We are running kafka streams applications and frequency running into off heap memory issues. Our applications are deployed and kubernetes PODs and they keep on restarting.
I am doing some investigation and found that we can limit the off heap memory by implementing RocksDBConfigSetter as shown in following example.
public static class BoundedMemoryRocksDBConfig implements RocksDBConfigSetter {
// See #1 below
private static org.rocksdb.Cache cache = new org.rocksdb.LRUCache(TOTAL_OFF_HEAP_MEMORY, -1, false, INDEX_FILTER_BLOCK_RATIO);
private static org.rocksdb.WriteBufferManager writeBufferManager = new org.rocksdb.WriteBufferManager(TOTAL_MEMTABLE_MEMORY, cache);
#Override
public void setConfig(final String storeName, final Options options, final Map<String, Object> configs) {
BlockBasedTableConfig tableConfig = (BlockBasedTableConfig) options.tableFormatConfig();
// These three options in combination will limit the memory used by RocksDB to the size passed to the block cache (TOTAL_OFF_HEAP_MEMORY)

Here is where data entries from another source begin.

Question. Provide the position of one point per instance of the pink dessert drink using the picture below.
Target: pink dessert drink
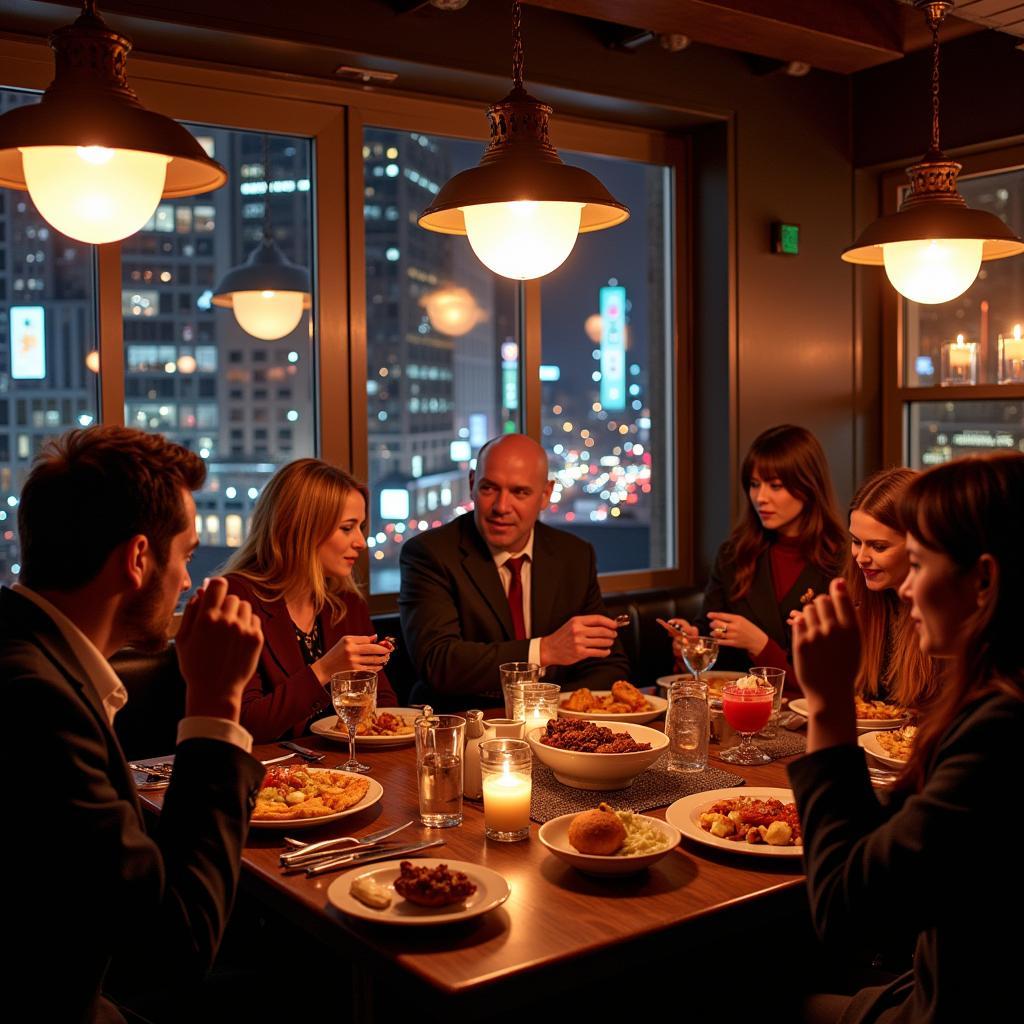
(747, 711)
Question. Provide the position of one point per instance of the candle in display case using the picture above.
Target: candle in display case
(1012, 357)
(960, 361)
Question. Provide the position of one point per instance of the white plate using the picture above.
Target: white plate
(715, 679)
(869, 740)
(328, 728)
(373, 794)
(555, 836)
(492, 891)
(863, 724)
(685, 815)
(657, 707)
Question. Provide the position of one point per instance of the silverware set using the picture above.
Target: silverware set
(327, 855)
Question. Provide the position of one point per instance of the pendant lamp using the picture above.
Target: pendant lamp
(933, 248)
(94, 161)
(268, 292)
(521, 207)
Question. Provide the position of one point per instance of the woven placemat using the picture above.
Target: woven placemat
(655, 787)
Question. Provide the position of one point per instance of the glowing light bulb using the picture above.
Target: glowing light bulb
(522, 240)
(93, 194)
(266, 314)
(932, 270)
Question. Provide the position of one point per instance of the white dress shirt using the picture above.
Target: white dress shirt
(111, 690)
(525, 578)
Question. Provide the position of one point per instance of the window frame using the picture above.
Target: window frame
(333, 117)
(897, 396)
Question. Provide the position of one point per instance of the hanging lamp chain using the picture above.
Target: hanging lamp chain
(517, 55)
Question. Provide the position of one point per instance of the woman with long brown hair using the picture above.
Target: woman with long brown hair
(788, 544)
(296, 570)
(939, 859)
(892, 667)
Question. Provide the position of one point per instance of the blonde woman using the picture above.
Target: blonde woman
(296, 570)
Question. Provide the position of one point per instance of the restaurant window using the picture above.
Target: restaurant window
(175, 293)
(607, 410)
(58, 382)
(962, 379)
(442, 347)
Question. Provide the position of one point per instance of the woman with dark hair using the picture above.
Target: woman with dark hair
(939, 860)
(296, 570)
(893, 666)
(787, 545)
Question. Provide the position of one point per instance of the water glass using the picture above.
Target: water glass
(439, 743)
(776, 677)
(354, 697)
(506, 766)
(535, 704)
(687, 726)
(513, 674)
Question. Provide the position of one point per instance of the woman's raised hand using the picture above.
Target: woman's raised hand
(352, 653)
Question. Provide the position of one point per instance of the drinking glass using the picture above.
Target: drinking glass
(439, 743)
(747, 709)
(699, 653)
(513, 674)
(777, 678)
(687, 726)
(354, 695)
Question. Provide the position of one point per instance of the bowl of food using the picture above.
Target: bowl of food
(594, 756)
(606, 841)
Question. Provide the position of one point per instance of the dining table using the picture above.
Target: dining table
(558, 931)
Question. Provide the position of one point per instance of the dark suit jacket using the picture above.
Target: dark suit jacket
(285, 693)
(941, 866)
(760, 606)
(456, 620)
(92, 886)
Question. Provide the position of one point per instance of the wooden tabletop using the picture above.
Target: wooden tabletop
(554, 914)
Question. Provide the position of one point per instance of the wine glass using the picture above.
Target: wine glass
(354, 696)
(699, 653)
(747, 707)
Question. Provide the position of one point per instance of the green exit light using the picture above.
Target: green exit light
(785, 239)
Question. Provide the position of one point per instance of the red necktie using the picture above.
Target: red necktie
(514, 566)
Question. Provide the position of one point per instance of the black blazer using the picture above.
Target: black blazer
(456, 620)
(941, 866)
(94, 886)
(758, 604)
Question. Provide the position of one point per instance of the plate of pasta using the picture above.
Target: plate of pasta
(299, 797)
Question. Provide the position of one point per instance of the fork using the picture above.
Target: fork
(303, 752)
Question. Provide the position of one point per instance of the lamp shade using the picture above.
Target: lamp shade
(268, 292)
(522, 206)
(93, 159)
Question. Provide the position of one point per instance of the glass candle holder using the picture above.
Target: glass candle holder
(506, 766)
(1012, 357)
(960, 361)
(536, 705)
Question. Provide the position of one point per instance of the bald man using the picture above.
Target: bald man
(498, 586)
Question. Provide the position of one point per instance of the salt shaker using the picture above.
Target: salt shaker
(472, 784)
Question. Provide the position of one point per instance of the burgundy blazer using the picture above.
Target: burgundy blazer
(285, 693)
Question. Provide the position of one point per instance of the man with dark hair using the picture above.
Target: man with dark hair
(498, 586)
(107, 522)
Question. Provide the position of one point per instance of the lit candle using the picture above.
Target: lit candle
(960, 361)
(506, 802)
(1012, 357)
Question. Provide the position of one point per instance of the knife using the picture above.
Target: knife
(314, 851)
(354, 859)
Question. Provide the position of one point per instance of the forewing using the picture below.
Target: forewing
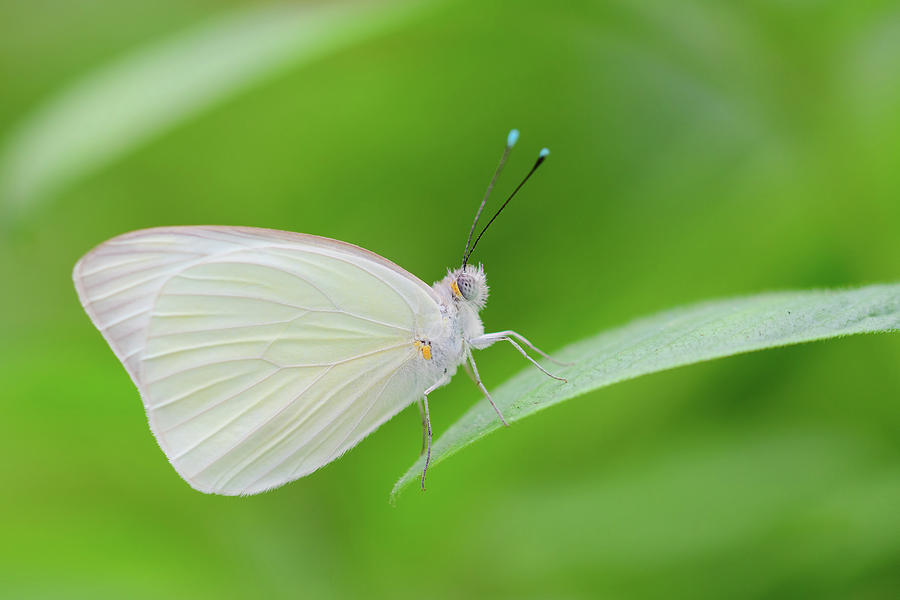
(260, 355)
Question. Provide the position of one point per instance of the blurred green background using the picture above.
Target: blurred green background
(699, 150)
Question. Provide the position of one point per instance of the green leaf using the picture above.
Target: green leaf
(117, 108)
(672, 339)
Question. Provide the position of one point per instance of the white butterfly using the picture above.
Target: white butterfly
(262, 355)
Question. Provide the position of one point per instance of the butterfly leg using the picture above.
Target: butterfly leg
(426, 425)
(510, 333)
(481, 386)
(489, 338)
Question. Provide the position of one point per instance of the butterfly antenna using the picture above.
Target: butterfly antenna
(541, 156)
(510, 142)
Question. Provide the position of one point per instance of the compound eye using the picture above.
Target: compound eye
(466, 285)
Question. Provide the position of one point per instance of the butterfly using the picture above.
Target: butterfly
(262, 355)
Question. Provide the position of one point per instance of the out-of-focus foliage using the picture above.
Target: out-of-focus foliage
(671, 339)
(699, 150)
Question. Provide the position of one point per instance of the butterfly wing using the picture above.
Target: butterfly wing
(260, 355)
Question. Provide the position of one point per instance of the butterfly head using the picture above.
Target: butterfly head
(468, 284)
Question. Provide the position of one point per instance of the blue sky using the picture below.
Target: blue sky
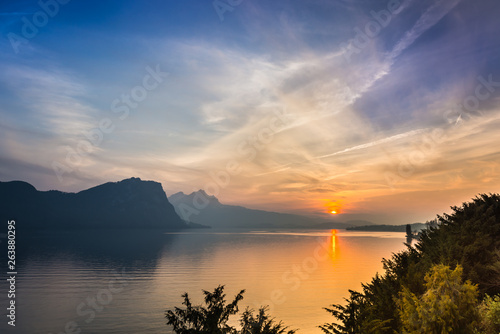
(384, 110)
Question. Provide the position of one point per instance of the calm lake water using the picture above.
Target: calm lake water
(107, 282)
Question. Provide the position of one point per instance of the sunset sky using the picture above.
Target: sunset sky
(380, 110)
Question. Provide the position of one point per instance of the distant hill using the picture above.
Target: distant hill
(131, 203)
(201, 208)
(387, 228)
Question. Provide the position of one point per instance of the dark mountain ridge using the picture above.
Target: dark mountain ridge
(201, 208)
(130, 203)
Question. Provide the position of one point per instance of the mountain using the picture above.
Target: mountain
(131, 203)
(415, 227)
(201, 208)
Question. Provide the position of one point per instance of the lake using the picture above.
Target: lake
(122, 282)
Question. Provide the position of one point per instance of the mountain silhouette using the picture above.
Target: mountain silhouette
(131, 203)
(201, 208)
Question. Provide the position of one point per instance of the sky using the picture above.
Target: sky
(380, 110)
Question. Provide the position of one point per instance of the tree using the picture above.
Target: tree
(261, 323)
(212, 318)
(489, 311)
(209, 319)
(447, 306)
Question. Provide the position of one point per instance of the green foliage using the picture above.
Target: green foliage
(447, 306)
(469, 237)
(261, 323)
(213, 317)
(490, 315)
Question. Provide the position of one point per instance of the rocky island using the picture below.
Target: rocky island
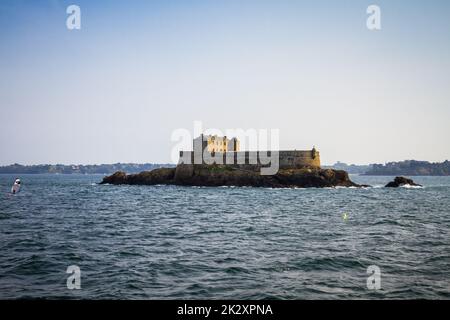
(223, 175)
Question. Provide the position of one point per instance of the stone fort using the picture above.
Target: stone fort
(221, 150)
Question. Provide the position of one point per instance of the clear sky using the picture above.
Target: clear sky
(115, 90)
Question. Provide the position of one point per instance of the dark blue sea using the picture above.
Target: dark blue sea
(166, 242)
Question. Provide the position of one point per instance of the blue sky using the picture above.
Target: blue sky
(115, 90)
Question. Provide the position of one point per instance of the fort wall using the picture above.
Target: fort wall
(253, 160)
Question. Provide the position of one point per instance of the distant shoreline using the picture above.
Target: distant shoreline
(402, 168)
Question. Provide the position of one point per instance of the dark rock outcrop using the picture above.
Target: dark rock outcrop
(401, 181)
(223, 175)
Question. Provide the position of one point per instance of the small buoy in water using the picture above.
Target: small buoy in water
(16, 186)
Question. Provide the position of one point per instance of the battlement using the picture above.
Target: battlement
(291, 159)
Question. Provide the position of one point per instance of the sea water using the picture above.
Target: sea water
(162, 242)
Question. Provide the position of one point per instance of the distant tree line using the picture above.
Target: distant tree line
(81, 169)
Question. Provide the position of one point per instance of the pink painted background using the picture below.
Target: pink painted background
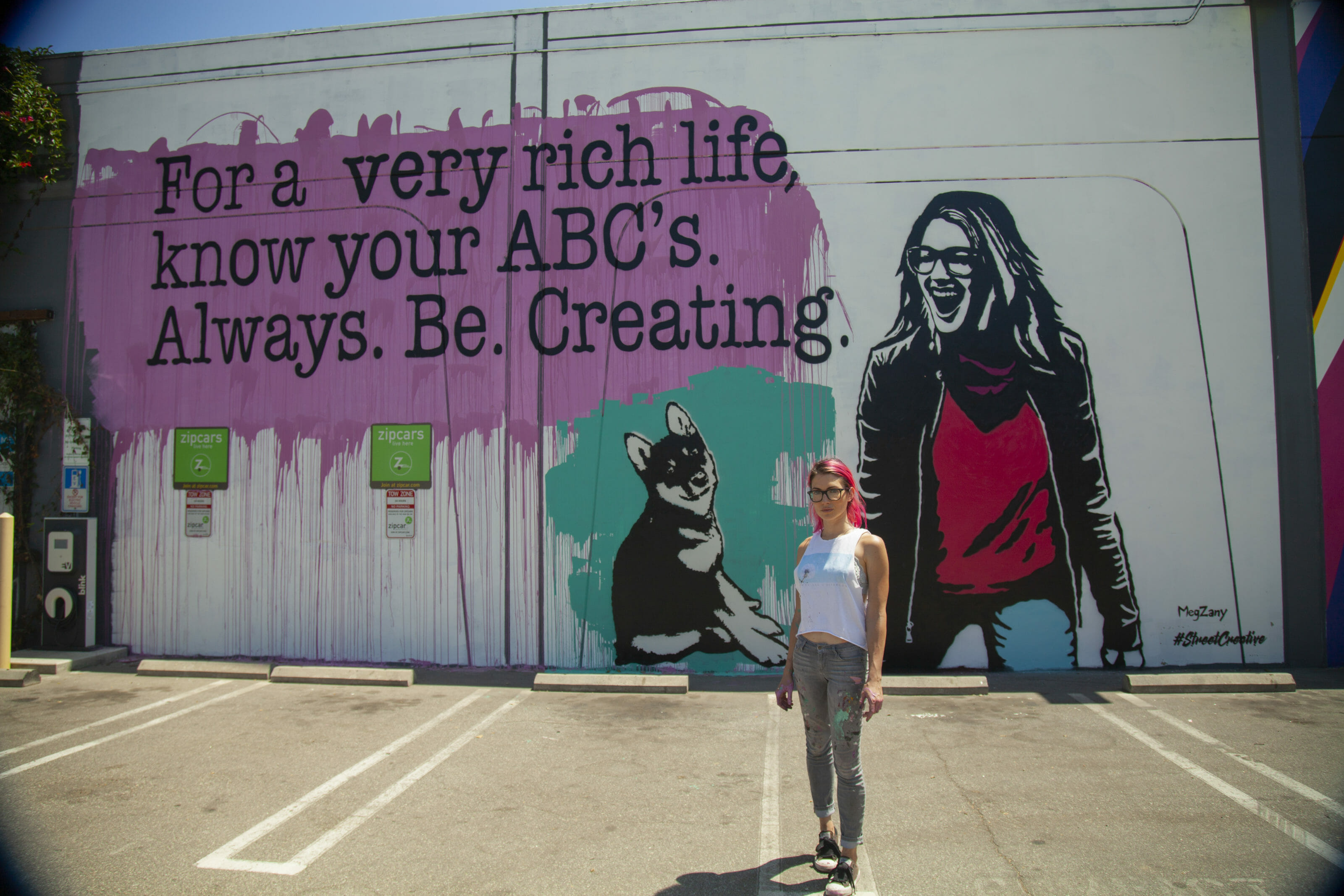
(765, 237)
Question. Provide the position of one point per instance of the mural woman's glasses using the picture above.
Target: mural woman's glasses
(958, 260)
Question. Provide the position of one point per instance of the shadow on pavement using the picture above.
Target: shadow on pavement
(704, 883)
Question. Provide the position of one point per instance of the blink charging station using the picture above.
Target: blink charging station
(69, 583)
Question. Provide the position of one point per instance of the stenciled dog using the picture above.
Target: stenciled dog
(670, 594)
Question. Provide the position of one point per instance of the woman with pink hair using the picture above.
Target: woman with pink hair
(837, 664)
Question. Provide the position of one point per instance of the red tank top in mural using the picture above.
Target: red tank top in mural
(994, 500)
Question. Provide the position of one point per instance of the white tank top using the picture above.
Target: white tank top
(834, 588)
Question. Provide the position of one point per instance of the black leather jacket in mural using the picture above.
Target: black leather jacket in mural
(898, 415)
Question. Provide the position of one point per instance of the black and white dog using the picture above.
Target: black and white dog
(670, 594)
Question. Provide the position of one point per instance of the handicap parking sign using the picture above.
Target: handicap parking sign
(74, 489)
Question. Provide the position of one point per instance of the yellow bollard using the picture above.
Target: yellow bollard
(6, 586)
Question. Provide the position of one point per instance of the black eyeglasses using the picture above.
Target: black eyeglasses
(959, 261)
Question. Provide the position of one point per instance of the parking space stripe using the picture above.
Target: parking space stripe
(223, 857)
(69, 751)
(109, 719)
(1240, 797)
(338, 833)
(769, 855)
(1273, 774)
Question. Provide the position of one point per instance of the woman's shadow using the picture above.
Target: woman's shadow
(746, 882)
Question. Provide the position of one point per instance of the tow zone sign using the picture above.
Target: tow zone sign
(401, 514)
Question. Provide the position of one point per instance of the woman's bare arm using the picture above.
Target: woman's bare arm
(784, 694)
(874, 559)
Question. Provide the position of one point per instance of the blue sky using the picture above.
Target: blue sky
(105, 25)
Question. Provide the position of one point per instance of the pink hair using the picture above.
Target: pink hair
(858, 511)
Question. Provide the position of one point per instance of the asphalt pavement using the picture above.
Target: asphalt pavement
(471, 783)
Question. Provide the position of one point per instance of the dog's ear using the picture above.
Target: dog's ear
(639, 449)
(679, 421)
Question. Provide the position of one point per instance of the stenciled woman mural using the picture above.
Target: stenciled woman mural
(982, 456)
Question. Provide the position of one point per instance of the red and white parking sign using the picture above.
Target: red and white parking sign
(200, 512)
(401, 514)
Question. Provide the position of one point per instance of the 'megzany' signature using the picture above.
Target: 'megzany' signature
(1202, 612)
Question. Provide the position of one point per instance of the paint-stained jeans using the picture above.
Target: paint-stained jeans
(830, 686)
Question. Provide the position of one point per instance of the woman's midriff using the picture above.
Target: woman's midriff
(822, 637)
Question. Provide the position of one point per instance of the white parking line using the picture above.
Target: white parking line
(769, 855)
(1273, 774)
(102, 722)
(1240, 797)
(128, 731)
(223, 857)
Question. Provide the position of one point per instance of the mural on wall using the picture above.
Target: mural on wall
(1320, 90)
(498, 283)
(982, 455)
(623, 332)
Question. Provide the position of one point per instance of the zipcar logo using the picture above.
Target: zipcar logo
(401, 436)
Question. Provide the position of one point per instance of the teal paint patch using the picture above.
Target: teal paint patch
(748, 418)
(1035, 636)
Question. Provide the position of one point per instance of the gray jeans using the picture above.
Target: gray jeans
(830, 683)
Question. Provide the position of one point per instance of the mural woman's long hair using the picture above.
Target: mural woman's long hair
(1014, 274)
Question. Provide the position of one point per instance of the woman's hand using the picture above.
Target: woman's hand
(873, 698)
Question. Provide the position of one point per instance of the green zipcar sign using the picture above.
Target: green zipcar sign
(201, 457)
(401, 456)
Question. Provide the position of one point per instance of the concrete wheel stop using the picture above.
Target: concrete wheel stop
(604, 683)
(203, 670)
(928, 686)
(343, 676)
(1211, 683)
(54, 663)
(18, 678)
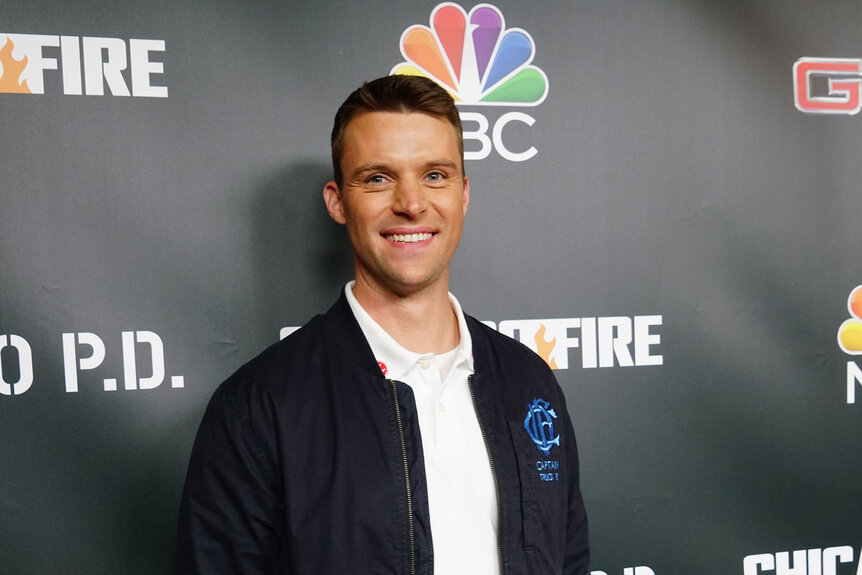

tableConfig.setBlockCache(cache);
tableConfig.setCacheIndexAndFilterBlocks(true);
options.setWriteBufferManager(writeBufferManager);
// These options are recommended to be set when bounding the total memory
// See #2 below
tableConfig.setCacheIndexAndFilterBlocksWithHighPriority(true);
tableConfig.setPinTopLevelIndexAndFilter(true);
// See #3 below
tableConfig.setBlockSize(BLOCK_SIZE);
options.setMaxWriteBufferNumber(N_MEMTABLES);
options.setWriteBufferSize(MEMTABLE_SIZE);
options.setTableFormatConfig(tableConfig);
}
#Override
public void close(final String storeName, final Options options) {
// Cache and WriteBufferManager should not be closed here, as the same objects are shared by every store instance.
}
}
In our application, we have input topics with 6 partitions and there are about 40 topics from which we are consuming data. Out appplication has just 1 topology which consumes from these topics, stores the data in statestores ( for dedup, look and some verfication). So, as per my understanding, kafka streams application will create following rocksdb instances and will need following max off heap memory. Please correct me if i am wrong.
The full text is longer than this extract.